【環境省 指定調査機関】地歴調査・土壌調査・不動産評価・不動産売買・不動産仲介 トランスバリュー・リアルエステートサービス株式会社

砒素及びその化合物(第二種特定有害物質)について

特定有害物質のうち、第二種特定有害物質(重金属等)の砒素及びその化合物を取り上げます。

特徴と用途

砒素は、天然の硫砒鉄鉱から得られる物質で、金属と非金属の両方の性質をもつため、半金属元素と呼ばれています。砒素にはさまざまな化合物があります。化合物には炭素を含まない無機砒素化合物と、炭素を含む有機砒素化合物があります。PRTR制度の対象となっているのは砒素とその無機化合物です。

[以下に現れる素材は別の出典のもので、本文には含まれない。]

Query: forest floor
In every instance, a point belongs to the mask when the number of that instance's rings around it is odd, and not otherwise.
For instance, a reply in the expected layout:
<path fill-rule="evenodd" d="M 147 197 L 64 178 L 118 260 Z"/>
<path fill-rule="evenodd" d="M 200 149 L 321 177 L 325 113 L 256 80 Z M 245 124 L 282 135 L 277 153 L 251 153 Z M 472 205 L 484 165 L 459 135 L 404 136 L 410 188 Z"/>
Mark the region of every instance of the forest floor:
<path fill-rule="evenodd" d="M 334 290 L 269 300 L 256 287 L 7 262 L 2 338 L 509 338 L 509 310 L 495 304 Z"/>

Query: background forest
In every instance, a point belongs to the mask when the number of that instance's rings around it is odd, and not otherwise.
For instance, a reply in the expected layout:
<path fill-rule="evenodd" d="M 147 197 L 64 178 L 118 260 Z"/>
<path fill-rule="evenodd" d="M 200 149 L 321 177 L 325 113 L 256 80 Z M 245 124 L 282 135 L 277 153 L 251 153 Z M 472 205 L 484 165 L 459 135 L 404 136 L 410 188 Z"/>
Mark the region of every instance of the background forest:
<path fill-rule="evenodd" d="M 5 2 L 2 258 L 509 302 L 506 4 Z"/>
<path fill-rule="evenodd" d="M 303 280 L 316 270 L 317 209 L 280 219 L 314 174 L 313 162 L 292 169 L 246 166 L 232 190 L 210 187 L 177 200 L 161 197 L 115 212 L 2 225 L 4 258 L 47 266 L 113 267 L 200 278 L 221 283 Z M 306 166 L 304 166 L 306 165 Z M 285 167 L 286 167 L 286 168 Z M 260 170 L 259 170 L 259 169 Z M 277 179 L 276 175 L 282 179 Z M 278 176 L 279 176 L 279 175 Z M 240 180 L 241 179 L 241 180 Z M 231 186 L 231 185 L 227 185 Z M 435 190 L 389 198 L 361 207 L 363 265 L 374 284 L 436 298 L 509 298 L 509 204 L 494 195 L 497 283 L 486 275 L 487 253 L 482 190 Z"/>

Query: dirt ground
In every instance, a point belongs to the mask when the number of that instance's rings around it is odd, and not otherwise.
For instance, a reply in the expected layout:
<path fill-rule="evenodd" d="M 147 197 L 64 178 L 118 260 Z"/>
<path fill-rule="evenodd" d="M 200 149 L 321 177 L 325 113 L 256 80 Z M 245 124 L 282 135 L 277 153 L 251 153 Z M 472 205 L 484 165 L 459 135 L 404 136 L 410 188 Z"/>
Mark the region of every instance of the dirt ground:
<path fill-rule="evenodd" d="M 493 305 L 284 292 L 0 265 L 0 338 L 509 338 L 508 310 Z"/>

砒素は、金属光沢のあるもろい灰色の固体で、二硫化砒素(花火の着色剤、塗料用の顔料)の原料に使われたり、硬さを高めるために合金(銅など)に添加されるなどの用途があります。また、ガリウム、インジウム、アルミニウムとの化合物は、半導体の原料としてすぐれ、半導体レーザーや赤色の発光ダイオードの原料などとして利用されています。

代表的な無機化合物は三酸化砒素(以下「亜砒酸」と表記します)です。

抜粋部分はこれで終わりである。